Im Jahr 2021 feiert die Bundesrepublik Deutschland „1700 Jahre jüdisches Leben in Deutschland“. Aus diesem Anlass soll nicht nur gegen das Wiedererstarken des Antisemitismus gekämpft, sondern vor allem auch auf die vielfältigen Lebensrealitäten der Jüdinnen und Juden in Deutschland geblickt werden. Auch die JKG Erlangen bietet in diesem Jahr, so weit es die Corona-Pandemie erlaubt, verschiedene Veranstaltungen an. Das Programm findet sich hier.

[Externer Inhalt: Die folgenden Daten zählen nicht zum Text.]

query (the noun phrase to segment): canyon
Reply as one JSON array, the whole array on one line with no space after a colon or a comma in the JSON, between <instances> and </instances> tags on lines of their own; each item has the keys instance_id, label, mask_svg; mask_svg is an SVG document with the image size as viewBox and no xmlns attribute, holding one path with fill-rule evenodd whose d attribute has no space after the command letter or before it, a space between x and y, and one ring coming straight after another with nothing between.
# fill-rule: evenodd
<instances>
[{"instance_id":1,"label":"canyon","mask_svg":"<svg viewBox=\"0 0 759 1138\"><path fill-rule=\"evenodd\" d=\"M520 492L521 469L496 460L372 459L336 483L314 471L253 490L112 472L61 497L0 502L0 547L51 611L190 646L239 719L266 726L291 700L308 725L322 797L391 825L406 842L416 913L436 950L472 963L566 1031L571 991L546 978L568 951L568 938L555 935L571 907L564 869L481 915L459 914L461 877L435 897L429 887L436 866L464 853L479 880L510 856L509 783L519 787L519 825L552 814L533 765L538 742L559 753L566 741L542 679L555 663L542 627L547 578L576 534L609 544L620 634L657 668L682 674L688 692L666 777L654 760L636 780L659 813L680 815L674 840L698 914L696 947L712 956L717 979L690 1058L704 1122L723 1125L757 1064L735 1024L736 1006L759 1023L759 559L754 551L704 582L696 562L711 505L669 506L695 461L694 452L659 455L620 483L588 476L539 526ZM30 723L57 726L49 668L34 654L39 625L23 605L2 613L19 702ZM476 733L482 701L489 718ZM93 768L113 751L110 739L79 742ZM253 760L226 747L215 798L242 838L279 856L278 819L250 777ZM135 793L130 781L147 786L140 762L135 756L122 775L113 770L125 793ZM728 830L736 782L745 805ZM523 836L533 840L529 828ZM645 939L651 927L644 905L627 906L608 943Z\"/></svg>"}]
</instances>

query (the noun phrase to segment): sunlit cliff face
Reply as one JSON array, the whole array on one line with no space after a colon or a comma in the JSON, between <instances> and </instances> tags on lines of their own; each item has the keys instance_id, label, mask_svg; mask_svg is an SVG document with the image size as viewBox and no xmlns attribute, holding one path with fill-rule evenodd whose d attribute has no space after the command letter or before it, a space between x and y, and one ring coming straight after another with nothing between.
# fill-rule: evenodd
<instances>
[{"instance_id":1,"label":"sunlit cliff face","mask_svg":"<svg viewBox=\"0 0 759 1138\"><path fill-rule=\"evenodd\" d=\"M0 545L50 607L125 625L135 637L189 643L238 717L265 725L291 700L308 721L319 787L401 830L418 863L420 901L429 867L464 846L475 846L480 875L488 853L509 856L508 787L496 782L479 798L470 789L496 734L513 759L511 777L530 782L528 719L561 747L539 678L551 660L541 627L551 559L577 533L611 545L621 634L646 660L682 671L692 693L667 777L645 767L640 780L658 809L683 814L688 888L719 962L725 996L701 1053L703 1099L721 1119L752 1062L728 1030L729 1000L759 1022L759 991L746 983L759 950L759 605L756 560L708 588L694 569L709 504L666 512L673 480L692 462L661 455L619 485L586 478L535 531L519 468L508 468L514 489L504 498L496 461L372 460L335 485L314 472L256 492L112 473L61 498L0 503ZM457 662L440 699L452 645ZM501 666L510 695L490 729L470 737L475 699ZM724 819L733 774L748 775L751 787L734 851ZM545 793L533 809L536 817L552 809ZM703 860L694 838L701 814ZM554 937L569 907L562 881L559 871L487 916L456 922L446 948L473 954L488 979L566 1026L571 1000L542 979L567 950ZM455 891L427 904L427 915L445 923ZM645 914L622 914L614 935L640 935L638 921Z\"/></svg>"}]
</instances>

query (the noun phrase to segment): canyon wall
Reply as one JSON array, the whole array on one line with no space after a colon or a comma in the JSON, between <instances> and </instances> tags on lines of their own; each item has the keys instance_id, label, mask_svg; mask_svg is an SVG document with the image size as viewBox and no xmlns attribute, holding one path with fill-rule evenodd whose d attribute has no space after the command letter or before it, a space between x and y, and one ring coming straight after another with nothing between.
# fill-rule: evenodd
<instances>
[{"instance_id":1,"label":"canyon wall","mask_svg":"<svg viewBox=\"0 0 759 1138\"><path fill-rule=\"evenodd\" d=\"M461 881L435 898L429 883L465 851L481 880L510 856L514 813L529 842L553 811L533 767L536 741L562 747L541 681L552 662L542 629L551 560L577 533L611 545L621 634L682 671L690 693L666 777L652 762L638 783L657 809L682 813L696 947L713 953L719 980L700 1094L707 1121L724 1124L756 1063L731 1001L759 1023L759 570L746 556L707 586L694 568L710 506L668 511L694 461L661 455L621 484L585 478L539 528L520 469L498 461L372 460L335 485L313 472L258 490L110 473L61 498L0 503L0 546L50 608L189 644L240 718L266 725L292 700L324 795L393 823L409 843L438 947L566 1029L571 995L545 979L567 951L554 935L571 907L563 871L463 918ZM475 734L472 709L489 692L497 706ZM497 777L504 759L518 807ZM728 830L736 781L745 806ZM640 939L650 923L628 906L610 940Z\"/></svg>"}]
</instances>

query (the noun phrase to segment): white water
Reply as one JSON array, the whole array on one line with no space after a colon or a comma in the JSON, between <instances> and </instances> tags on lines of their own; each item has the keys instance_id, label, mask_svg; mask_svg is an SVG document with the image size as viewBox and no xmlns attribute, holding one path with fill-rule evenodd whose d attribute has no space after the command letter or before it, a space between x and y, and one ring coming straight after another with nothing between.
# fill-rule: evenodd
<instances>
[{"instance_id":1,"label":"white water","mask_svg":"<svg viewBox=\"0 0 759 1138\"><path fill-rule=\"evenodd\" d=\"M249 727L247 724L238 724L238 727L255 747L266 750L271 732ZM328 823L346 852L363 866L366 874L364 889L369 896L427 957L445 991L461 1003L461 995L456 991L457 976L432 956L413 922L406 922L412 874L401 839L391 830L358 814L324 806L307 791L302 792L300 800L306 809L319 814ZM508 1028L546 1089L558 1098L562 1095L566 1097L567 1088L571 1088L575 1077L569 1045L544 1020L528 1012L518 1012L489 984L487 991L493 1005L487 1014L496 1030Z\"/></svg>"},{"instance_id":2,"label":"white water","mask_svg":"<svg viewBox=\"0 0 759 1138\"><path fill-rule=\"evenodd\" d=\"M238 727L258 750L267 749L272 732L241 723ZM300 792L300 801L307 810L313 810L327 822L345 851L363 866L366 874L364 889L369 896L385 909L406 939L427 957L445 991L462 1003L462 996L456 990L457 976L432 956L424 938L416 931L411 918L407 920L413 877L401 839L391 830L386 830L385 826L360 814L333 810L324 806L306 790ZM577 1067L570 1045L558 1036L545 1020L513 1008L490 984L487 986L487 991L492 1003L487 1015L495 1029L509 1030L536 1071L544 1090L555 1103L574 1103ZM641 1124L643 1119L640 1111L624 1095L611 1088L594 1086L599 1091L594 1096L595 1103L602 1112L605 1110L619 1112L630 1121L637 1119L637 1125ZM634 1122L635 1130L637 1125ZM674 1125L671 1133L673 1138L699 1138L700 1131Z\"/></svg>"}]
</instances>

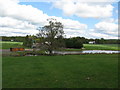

In diesem Festjahr will die Jüdische Kultusgemeinde Erlangen, zu der auch Jüdinnen und Juden aus Erlangen-Höchstadt gehören, die Suche nach einem eigenen Gebäude forcieren und womöglich auch mit einem passenden Objekt beenden. Die JKG möchte unter anderem aus Sicherheitsgründen schon länger ein eigenes Domizil beziehen, denn in der langen jüdischen Geschichte hatte die JKG noch nie ein eigenes Gebäude.

Auch Jüngere wünschen sich ein eigenen Zentrum, einen Begegnungsort, an dem sie sich treffen, beten und singen können. Der letzte erfolgversprechende Versuch, in Erlangen ein eigenes Haus mit Synagoge zu eröffnen, scheiterte jäh am 19. Dezember 1980. Damals wurde der jüdische Verleger Shlomo Lewin und seine Partnerin Frida Poeschke durch einen Anhänger der verbotenen Wehrsportgruppe Hoffmann ermordet. Lewin hatte diese Pläne zielstrebig verfolgt.

Für den Erwerb einer Immobilie läuft seit Mitte 2021 auch eine Spendenkampagne, die der amerikanische Journalist Terry Swartzberg maßgeblich initiiert und vorangebracht hat. Die Stadt Erlangen hat der JKG inzwischen zwei Immobilien zum Kauf angeboten: das Volkshochschul-Gebäude in der Friedrichstraße. Doch das kommt laut der JKG-Vorsitzenden Ester Limburg-Klaus aus Sicherheits- und baulichen Gründen nicht in Frage. Zudem wurde nun ein früheres Universitätsgebäude in der Bismarckstraße ins Spiel gebracht. "Das würde besser passen", sagt Limburg-Klaus. Doch zunächst muss die JKG das Gebäude begutachten.